August 23, 2017

Princeton Human Services Is About to Kick Off “Welcoming Week” for Community Newcomers

To the Editor:

All of us, especially immigrants and new Americans, long for connection and community, for having our gifts recognized and for the opportunity to reach our full potential.

While our concepts might vary widely, home and community do have concrete meaning for us all. Real love for home and family can extend to neighbors — and through involvement in civic, non-profit, or religious organizations, benefit the entire community.

Perhaps in its broadest sense, community is the experience of being at home. Michael Jacoby Brown goes as far to say, “Community is one of those things that’s hard to define. But you know it when you are in it. It’s a feeling that you are not alone, that you are part of something greater than yourself, yet even when you are in it, you are still yourself.”

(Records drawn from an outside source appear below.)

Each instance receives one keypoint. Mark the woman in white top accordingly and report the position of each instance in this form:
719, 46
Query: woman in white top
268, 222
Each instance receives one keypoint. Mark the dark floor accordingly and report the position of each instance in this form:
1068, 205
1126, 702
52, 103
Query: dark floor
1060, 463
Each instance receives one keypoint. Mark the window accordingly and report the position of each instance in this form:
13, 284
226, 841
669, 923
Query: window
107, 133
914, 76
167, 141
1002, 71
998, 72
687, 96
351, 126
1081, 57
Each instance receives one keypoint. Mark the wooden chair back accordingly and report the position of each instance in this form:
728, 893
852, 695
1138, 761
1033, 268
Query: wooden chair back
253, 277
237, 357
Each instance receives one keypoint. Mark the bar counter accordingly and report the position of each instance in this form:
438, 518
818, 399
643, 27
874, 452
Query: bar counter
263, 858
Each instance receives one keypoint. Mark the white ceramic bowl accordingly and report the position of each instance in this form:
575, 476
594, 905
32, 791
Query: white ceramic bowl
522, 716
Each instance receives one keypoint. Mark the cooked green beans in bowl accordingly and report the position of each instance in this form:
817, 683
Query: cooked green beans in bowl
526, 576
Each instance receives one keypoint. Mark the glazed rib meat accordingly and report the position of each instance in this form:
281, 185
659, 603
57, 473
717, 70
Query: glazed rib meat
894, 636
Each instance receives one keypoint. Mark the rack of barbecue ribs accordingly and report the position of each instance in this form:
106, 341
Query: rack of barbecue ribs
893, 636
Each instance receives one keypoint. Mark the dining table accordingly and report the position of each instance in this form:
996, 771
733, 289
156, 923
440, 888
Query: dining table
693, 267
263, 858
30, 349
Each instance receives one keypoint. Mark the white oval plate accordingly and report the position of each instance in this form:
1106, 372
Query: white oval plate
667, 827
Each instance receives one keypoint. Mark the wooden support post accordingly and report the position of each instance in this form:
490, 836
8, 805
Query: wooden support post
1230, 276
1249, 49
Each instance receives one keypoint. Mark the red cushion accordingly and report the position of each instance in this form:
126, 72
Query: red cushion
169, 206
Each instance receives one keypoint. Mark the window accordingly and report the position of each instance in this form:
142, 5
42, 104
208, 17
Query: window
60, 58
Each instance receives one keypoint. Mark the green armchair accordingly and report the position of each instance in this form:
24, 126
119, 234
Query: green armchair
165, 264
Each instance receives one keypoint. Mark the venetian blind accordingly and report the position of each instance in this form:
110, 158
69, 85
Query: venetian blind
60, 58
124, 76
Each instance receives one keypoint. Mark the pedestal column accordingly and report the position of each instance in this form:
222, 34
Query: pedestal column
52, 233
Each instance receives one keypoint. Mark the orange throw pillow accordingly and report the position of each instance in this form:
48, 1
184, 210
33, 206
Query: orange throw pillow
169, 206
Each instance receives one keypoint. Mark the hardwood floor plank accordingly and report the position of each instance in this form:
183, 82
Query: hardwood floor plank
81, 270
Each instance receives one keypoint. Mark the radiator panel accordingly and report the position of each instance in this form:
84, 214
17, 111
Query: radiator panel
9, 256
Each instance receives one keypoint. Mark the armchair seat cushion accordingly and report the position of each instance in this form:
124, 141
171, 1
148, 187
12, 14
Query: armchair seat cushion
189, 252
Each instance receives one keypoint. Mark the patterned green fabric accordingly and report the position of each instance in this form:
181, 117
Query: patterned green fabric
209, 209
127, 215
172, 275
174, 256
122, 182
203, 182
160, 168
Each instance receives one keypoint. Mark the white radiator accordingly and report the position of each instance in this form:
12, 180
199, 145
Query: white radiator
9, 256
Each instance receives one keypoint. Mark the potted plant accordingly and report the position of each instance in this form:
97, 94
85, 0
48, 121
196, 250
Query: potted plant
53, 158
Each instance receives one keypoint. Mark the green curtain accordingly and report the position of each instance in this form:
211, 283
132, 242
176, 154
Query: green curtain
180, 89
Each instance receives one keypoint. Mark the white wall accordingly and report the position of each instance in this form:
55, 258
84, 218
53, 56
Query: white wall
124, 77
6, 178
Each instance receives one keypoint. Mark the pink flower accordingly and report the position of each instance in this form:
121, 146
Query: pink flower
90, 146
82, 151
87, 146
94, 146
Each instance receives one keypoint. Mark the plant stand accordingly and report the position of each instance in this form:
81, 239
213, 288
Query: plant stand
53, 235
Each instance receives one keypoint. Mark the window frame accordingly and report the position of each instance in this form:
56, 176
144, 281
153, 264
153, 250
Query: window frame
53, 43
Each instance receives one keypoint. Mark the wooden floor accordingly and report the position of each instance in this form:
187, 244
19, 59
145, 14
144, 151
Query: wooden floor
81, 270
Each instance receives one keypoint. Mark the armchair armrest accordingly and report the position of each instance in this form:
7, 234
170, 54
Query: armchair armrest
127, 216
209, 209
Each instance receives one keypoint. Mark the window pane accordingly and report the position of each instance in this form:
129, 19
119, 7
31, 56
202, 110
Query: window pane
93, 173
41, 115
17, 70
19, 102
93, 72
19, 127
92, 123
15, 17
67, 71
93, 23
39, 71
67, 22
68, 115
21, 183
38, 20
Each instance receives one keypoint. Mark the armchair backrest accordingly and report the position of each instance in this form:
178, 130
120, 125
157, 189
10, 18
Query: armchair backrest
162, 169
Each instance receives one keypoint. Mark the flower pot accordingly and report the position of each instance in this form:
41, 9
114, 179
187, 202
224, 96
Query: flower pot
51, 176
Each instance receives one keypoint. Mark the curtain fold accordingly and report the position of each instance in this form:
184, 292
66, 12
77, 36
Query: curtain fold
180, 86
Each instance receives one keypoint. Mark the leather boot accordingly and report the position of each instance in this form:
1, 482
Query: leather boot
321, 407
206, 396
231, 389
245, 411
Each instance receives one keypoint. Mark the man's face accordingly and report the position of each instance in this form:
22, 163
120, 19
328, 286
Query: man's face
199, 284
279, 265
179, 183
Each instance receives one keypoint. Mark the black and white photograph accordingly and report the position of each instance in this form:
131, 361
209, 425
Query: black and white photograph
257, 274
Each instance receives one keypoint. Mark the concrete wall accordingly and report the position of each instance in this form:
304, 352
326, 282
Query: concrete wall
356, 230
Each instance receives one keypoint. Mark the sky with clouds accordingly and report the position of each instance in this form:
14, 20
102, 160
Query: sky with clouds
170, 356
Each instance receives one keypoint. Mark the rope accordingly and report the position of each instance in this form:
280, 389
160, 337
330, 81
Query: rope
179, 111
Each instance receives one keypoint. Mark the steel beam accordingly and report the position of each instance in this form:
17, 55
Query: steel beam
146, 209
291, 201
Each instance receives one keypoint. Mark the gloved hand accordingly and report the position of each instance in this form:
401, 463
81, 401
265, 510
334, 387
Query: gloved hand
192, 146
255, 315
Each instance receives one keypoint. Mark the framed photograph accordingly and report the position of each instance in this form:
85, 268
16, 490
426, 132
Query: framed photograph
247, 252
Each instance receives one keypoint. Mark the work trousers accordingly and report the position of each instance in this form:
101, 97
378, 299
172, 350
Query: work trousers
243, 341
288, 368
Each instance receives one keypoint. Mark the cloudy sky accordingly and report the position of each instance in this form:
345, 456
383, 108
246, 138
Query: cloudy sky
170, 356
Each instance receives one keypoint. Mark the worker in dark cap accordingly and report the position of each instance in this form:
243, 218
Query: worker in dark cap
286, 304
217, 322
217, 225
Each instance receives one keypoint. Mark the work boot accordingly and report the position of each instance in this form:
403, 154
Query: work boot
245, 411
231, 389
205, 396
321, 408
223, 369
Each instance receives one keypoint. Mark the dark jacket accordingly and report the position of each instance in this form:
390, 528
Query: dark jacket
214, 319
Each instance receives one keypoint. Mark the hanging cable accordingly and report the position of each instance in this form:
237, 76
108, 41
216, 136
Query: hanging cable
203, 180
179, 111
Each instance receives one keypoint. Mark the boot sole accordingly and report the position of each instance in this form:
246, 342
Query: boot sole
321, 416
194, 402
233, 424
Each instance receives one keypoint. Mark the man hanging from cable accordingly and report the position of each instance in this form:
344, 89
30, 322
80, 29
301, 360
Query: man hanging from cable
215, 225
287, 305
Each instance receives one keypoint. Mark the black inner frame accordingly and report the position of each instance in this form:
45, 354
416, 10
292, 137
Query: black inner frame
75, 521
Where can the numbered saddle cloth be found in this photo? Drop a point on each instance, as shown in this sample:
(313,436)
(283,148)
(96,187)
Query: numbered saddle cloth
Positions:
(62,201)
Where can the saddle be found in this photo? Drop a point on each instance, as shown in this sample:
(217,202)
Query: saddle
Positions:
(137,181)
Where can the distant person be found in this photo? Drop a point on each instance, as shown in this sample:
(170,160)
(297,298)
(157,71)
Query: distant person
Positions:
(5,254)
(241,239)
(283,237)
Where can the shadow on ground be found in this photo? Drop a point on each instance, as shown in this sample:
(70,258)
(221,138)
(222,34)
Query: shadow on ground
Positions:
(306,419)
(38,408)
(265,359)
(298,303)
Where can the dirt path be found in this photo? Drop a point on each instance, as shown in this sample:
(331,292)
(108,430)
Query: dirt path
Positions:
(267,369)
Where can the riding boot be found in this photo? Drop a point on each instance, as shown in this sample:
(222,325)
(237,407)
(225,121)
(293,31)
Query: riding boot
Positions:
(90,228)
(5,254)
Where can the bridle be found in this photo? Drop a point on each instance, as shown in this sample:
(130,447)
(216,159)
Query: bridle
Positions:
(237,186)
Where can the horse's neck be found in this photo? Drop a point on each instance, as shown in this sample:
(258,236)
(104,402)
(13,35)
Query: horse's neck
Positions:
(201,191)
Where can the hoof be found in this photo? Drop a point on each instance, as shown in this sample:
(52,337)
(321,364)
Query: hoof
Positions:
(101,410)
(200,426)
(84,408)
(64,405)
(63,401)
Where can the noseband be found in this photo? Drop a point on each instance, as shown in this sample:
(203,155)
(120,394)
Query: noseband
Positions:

I remember feeling an intense longing for community when I worked in Montreal for a year. Apart from a few acquaintances at work and the local church I attended, I didn’t know anyone. I couldn’t figure out where I belonged. Should I return home to the U.S. or stick it out in Canada? The decision became easy when Canadian immigration officials denied a visa extension and I received a job offer in Portland, Maine!

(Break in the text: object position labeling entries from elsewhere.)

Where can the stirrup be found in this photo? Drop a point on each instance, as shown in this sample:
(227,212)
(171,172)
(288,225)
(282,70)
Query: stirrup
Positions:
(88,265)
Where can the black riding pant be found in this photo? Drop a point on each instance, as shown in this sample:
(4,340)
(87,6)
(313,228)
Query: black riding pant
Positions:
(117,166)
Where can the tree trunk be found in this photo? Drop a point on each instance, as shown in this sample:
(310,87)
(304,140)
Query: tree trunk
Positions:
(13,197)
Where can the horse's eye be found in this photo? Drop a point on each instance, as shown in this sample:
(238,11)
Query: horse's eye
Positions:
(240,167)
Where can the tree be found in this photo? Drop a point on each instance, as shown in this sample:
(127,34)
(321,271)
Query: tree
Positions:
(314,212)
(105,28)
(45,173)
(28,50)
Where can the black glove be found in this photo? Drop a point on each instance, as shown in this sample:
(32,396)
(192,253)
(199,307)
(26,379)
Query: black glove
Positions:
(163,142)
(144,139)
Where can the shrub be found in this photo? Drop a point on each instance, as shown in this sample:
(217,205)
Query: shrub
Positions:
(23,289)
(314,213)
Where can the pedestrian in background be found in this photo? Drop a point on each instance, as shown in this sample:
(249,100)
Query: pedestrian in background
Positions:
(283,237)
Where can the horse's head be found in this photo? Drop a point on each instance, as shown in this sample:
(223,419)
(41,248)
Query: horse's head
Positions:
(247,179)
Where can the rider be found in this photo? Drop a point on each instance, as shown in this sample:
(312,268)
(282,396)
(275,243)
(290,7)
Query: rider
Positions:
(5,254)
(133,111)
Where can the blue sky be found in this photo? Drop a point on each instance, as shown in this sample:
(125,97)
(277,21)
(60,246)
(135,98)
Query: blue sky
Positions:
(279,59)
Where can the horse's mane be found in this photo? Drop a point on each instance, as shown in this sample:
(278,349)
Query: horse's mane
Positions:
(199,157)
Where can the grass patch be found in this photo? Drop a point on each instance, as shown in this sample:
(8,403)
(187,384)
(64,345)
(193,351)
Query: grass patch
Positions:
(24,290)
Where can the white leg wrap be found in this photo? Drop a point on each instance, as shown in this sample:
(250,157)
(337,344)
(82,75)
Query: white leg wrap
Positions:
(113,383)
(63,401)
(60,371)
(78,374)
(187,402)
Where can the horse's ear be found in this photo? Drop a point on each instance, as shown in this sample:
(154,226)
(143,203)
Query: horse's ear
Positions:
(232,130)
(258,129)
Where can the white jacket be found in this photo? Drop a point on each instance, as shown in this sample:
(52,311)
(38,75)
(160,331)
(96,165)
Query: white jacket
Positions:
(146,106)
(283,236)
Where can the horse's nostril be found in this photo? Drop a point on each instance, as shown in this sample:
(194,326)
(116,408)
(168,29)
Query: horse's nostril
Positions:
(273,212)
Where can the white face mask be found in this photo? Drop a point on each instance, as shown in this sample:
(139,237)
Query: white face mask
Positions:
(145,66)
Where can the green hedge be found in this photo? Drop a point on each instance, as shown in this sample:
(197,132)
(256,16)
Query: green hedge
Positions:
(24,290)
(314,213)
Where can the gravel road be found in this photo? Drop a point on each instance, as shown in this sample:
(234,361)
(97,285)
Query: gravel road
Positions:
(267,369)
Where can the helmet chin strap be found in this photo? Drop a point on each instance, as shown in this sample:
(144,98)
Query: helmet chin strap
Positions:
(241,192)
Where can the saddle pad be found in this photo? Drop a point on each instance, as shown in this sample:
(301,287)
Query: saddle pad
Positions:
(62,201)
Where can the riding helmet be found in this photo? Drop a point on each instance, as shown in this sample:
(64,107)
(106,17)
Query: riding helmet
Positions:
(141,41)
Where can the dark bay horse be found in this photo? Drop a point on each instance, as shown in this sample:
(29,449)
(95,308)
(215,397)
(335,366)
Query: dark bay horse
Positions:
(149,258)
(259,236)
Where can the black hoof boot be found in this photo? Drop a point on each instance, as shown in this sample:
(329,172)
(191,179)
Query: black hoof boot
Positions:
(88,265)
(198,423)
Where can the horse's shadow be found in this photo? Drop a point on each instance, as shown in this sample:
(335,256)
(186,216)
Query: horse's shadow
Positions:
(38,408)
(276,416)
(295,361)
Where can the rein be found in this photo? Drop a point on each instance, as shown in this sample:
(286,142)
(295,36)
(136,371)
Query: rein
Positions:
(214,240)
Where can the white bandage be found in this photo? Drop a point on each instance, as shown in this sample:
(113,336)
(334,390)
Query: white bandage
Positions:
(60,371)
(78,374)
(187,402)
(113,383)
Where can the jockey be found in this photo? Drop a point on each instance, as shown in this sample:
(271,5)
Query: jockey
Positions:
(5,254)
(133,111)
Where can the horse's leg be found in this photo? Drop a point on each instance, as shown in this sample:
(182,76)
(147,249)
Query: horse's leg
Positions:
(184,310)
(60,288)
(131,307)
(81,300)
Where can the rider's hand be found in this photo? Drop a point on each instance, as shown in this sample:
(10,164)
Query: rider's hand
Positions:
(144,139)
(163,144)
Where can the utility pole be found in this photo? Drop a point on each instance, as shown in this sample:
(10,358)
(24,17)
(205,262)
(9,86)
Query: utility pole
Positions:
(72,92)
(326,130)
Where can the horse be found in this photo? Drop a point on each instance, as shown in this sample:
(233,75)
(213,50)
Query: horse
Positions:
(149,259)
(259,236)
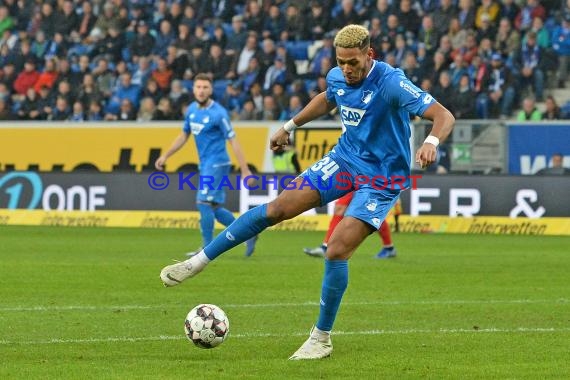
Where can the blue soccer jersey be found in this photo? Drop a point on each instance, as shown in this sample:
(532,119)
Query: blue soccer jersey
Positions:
(211,128)
(375,116)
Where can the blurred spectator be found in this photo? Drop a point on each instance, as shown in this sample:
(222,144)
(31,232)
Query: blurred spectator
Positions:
(428,35)
(86,22)
(77,113)
(164,110)
(509,10)
(125,90)
(95,112)
(532,9)
(164,38)
(5,111)
(463,101)
(143,72)
(48,20)
(6,21)
(507,40)
(488,11)
(110,47)
(175,15)
(556,167)
(561,45)
(107,18)
(276,73)
(254,16)
(497,92)
(48,76)
(152,90)
(444,92)
(89,91)
(237,38)
(162,75)
(179,97)
(104,77)
(347,15)
(27,78)
(66,20)
(274,23)
(29,107)
(529,112)
(143,42)
(316,24)
(443,14)
(529,63)
(456,34)
(552,111)
(542,34)
(61,111)
(147,110)
(466,14)
(270,109)
(249,112)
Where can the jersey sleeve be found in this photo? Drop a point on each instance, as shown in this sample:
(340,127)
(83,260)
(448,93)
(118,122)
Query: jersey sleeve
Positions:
(401,92)
(330,92)
(226,125)
(186,126)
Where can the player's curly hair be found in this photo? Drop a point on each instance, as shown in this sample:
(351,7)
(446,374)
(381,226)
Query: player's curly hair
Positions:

For those immigrants and new Americans who have chosen Princeton as their home, it’s all about getting to the place where life seems right again. For as long as I can remember I’ve been drawn to other cultures. If you feel the same way, you should know that Princeton Human Services is about to kick off “Welcoming Week” to celebrate people of all backgrounds who are eager to come together to find their place in our community.

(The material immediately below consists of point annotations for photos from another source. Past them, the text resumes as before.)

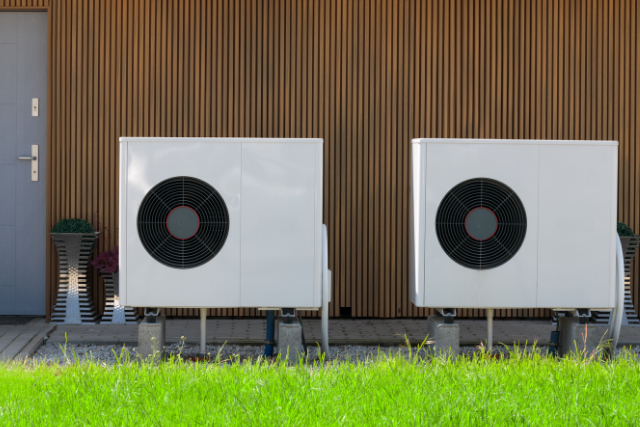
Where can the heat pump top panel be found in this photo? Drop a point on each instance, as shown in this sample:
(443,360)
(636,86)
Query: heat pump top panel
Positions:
(513,223)
(220,222)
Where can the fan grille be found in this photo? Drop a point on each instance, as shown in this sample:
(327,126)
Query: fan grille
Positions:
(478,198)
(193,249)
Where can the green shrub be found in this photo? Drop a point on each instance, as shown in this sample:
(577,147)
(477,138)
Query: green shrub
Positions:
(74,225)
(624,230)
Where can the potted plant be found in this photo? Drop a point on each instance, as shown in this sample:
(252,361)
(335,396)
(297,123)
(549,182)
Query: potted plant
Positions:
(74,240)
(107,264)
(630,242)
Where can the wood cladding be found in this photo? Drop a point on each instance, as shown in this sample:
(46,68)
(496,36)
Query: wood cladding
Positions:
(365,75)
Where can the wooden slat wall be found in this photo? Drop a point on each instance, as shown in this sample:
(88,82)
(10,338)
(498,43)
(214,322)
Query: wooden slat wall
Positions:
(365,75)
(24,4)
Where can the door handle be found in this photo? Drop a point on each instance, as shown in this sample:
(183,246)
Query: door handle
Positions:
(34,162)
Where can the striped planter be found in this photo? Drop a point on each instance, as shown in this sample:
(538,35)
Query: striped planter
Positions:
(74,303)
(629,249)
(113,311)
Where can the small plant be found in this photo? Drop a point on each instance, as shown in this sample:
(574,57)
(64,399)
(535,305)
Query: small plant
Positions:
(73,225)
(624,230)
(107,262)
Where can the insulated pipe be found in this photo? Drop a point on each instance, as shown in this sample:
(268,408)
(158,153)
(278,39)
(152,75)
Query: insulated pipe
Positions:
(203,332)
(489,328)
(326,290)
(618,311)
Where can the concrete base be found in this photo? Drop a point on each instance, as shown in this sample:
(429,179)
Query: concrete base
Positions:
(289,339)
(573,334)
(445,336)
(151,337)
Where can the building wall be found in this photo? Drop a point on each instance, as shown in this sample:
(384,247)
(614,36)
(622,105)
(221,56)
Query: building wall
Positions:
(365,75)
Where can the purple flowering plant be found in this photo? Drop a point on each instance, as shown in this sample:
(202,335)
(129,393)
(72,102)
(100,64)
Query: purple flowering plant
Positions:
(107,262)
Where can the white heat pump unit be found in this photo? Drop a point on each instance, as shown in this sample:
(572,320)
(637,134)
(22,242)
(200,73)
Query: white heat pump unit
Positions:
(513,224)
(222,222)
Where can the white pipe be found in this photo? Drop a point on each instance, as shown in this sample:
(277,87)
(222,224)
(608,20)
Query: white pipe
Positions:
(326,290)
(618,310)
(489,328)
(203,331)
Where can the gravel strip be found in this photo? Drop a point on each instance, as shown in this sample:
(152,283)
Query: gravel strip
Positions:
(108,354)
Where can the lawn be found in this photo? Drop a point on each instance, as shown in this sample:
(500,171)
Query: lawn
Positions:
(390,390)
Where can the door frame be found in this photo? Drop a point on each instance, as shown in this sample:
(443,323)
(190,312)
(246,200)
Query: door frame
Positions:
(49,246)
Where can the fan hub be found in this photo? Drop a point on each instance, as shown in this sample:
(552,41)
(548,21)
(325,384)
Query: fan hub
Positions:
(183,222)
(481,224)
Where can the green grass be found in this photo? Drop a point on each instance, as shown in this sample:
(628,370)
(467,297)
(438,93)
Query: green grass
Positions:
(522,390)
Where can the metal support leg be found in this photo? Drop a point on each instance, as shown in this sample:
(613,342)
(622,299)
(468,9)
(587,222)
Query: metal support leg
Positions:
(203,332)
(489,328)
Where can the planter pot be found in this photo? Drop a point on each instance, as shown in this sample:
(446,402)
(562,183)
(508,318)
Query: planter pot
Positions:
(113,311)
(75,299)
(629,248)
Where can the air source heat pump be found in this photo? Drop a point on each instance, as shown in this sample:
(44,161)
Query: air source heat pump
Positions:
(222,222)
(514,224)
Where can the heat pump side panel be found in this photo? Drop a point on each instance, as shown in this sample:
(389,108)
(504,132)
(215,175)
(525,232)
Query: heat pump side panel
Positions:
(213,284)
(417,231)
(511,285)
(577,221)
(280,223)
(122,224)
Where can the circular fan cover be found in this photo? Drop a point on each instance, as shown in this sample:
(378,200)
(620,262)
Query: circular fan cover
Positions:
(481,223)
(183,222)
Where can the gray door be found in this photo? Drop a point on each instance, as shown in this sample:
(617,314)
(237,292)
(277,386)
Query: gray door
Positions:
(23,233)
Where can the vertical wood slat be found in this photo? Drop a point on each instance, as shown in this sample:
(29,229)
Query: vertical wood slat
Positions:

So let’s get ready to express our unique expression of American hospitality to the newcomers among us. It’s a critical time for all of us to show the world that our community wants to be welcoming to everyone. Consider these timely words of author Jacob Needleman, “America is not a tribal, ethnic or racial identity. It is a philosophical identity composed of ideas of freedom, liberty, independent thought, independent conscience, self-reliance, hard work, justice.”